Residents of Ghouta, in eastern Damascus, continue to face daily bombings and a blockade that deprives them of the food and medicine that they need to survive.

Written by Dr. Jean-Hervé Bradol and Dr. Mego Terzian Published on Read time Approx. 2 minutes

Humanitarian assistance does not seem to be part of the negotiations between Western countries. There is a striking contrast between the intense diplomatic activity around the Syrian crisis and the absence of initiatives to increase life-saving aid to the Syrian people.

The confirmed use of chemical weapons in Syria marks a new step in the war, and has been denounced around the world and across the political spectrum. But the death of tens of thousands of civilians by other means, and the denial of vital humanitarian aid for millions, seems to be met with quiet acceptance.

For the past two years, the bulk of international humanitarian aid – provided by the U.N. and the International Committee of the Red Cross (ICRC) – has been channelled through Damascus and distributed according under the tight control of the government. This same government prohibits the provision of medical assistance to people living in opposition-held areas.

These areas are subject to bombings that target health centers as well as average citizens – everyone from bakers to doctors – who are trying to help their neighbors.

Just a few days ago, a field hospital in al-Bab, northern Syria, was bombed by Bashar al-Assad’s air force, killing nine patients and two medical staff.
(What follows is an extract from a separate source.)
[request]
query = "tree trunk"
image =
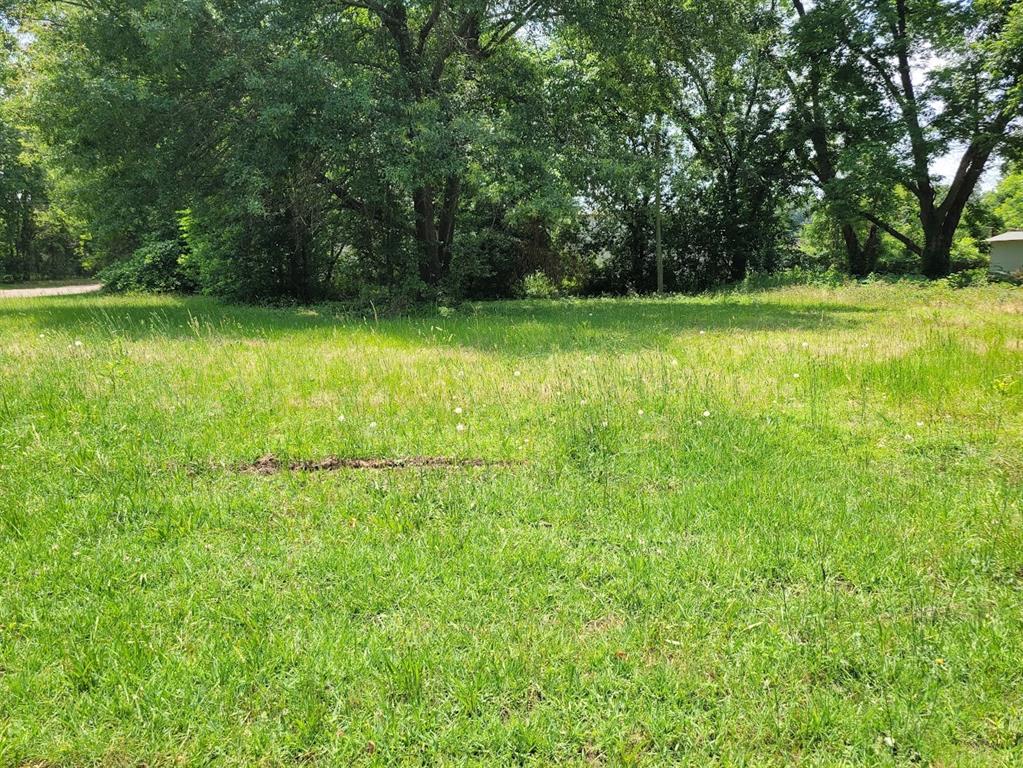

Despite the generosity of neighboring countries, which have taken in more than 2 million refugees, people fleeing the violence in Syria still face enormous physical difficulties in leaving Syria, and insecurity and destitution once they succeed.

Médecins Sans Frontières/Doctors Without Borders (MSF) calls upon states and international organizations to make humanitarian aid to the Syrian people a priority.

The humanitarian blockade crippling Syrians living in opposition-held areas must be lifted. This starts with the eastern suburbs of Damascus. All diplomatic efforts must be taken to ensure that agencies are able to provide emergency assistance to the people of Syria.

Allies of both the Syrian government and the opposition should put pressure on their partners to commit to ensuring the safety of civilians, journalists and aid workers.

As two such humanitarian aid workers, it is not for us to take a political position on a possible Western retaliation for chemical weapons strikes or on an armed intervention. But we are duty-bound to speak out when aid is so demonstrably being prevented from reaching the people who need it most.